I'd like to reframe that. These unpleasant and trauma-inducing experiences are awful. But they're not in the same category as being repeatedly molested by someone in authority, someone you are taught to believe is Christ's mediator. These children felt "special" for being singled out. They were quickly overwhelmed by emotions they weren't developmentally ready to metabolize. Many of them won't be around to cash in on this lottery. They're either dead from drugs or leading stunted lives.

Robbery takes your possessions; assault is a grievous, violent sundering of your boundaries. These are traumas but with help they can be worked through and the victims can move on. Bullying is betweeen peers and isn't the same thing at all.

I know people who've been repeatedly assaulted by priests and they will never, ever step forth. What you've seen is about ten per cent of the reality.

I agree whole-heartedly that we have outgrown the mandatorily celibate priesthood. It was a mistake from the beginning and had we not been cut off from our Orthodox brethren, it might never have happened.

The *Roman*-style bureaucracy is frozen in place. It may even be fossilized past repair if it doesn't view this catastrophic damage as a wake-up call to throw open the doors and let the sunlight bleach out the horrors.
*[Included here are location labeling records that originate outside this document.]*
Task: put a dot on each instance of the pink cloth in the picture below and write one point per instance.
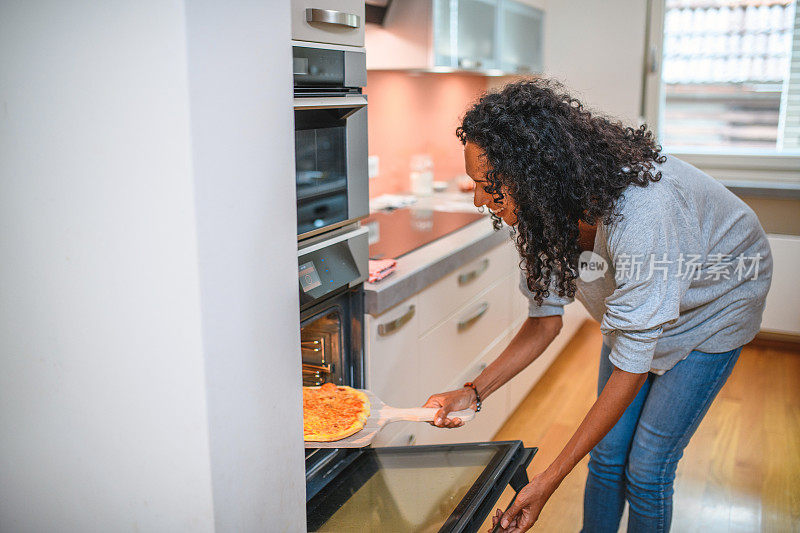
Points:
(380, 268)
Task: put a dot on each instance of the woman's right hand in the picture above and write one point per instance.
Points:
(448, 402)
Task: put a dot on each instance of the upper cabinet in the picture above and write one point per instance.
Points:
(521, 31)
(486, 36)
(328, 21)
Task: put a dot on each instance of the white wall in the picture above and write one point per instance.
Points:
(102, 407)
(148, 304)
(596, 47)
(242, 129)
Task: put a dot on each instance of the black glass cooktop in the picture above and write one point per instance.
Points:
(396, 233)
(419, 488)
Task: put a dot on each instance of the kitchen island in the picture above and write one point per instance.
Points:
(449, 310)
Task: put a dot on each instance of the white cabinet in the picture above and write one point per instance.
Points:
(521, 384)
(449, 348)
(328, 21)
(473, 35)
(441, 299)
(521, 36)
(465, 33)
(492, 415)
(393, 361)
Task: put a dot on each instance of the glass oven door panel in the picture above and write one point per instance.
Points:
(320, 151)
(423, 488)
(330, 161)
(321, 346)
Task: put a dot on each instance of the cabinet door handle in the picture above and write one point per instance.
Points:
(330, 16)
(467, 277)
(390, 327)
(468, 322)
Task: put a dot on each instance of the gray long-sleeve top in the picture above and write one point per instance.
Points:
(688, 268)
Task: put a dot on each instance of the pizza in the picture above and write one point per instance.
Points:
(332, 412)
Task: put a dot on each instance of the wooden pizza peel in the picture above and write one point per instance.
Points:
(382, 414)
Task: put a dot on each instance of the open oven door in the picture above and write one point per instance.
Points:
(419, 488)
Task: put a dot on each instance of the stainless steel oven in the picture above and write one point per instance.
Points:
(330, 114)
(414, 488)
(428, 488)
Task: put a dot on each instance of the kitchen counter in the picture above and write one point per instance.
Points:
(427, 264)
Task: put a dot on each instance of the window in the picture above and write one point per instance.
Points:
(725, 66)
(726, 94)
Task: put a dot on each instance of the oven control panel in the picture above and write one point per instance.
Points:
(331, 264)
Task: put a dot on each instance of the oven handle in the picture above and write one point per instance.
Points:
(330, 16)
(394, 325)
(339, 238)
(330, 102)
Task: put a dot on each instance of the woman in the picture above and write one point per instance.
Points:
(673, 266)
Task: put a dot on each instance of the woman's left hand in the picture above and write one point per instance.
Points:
(525, 510)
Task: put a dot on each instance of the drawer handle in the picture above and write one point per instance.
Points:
(469, 63)
(329, 16)
(397, 323)
(470, 276)
(468, 322)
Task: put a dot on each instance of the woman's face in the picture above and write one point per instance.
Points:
(477, 167)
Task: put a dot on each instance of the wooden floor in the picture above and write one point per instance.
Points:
(740, 472)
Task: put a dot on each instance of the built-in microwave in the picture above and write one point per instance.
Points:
(330, 114)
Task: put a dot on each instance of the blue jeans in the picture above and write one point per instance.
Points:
(637, 459)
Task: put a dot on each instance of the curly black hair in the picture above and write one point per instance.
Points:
(561, 164)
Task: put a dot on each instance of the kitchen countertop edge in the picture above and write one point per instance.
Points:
(428, 264)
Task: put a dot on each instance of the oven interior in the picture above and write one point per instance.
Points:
(332, 351)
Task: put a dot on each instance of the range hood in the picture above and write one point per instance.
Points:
(375, 11)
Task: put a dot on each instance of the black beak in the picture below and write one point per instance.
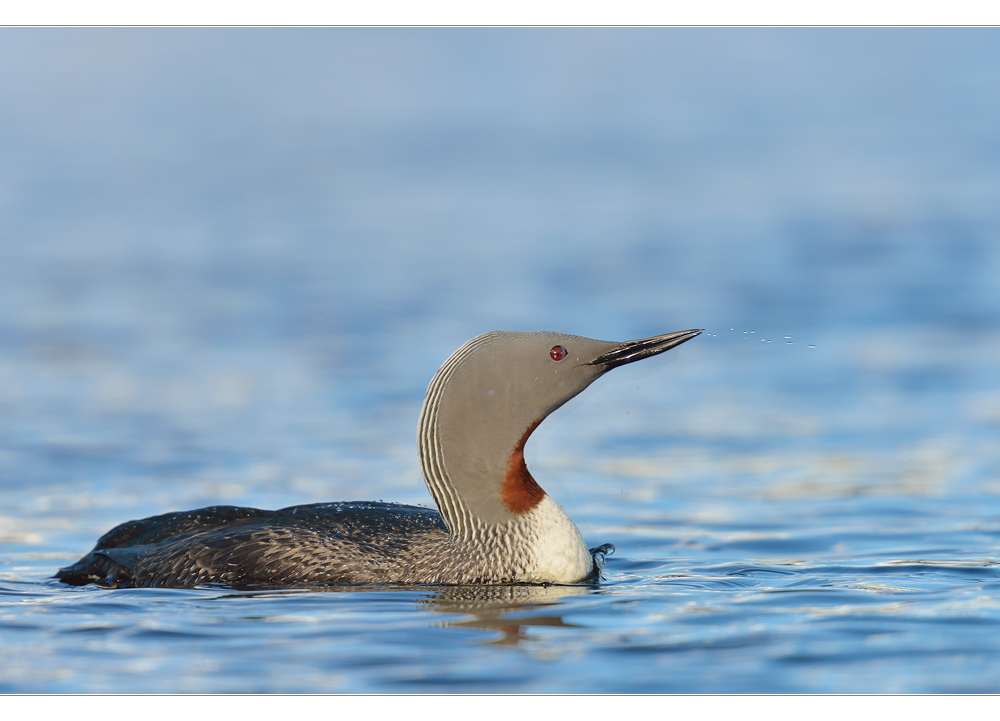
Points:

The charism of celibacy doesn't have to coincide with the charism of Holy Orders in the same person. A married priesthood would be a vibrant sign of God's grace working in the world of families.

And the center of gravity of Catholicism is moving south and east. China's home (underground)churches would never comprehend the hardship of celibacy. It's a cultural non-connect.

Same goes for Africa.

I know several people, forced to leave their ever-more-liberal mainstream Christian denominations, who have sadly turned away from Roman Catholicism as a choice because of the mandatory celibacy consequences. They joined the Orthodox church...Syrian, iirc.

BTW, criminalizing and putting away these offenders doesn't work. They're back on the street in a few years.

If the church could have made better use of 2bn dollars, it would have before this.

Maybe a sign that a church with that much money is so big it's bound to fail, hmmm?

Episcopal residences can be sold and the money can be put to building up society. Boston had to do that, if memory serves. Again, I saw a lot of good people leave...

...and, ironically, Ireland is going to be lost to the Muslims. Of all places!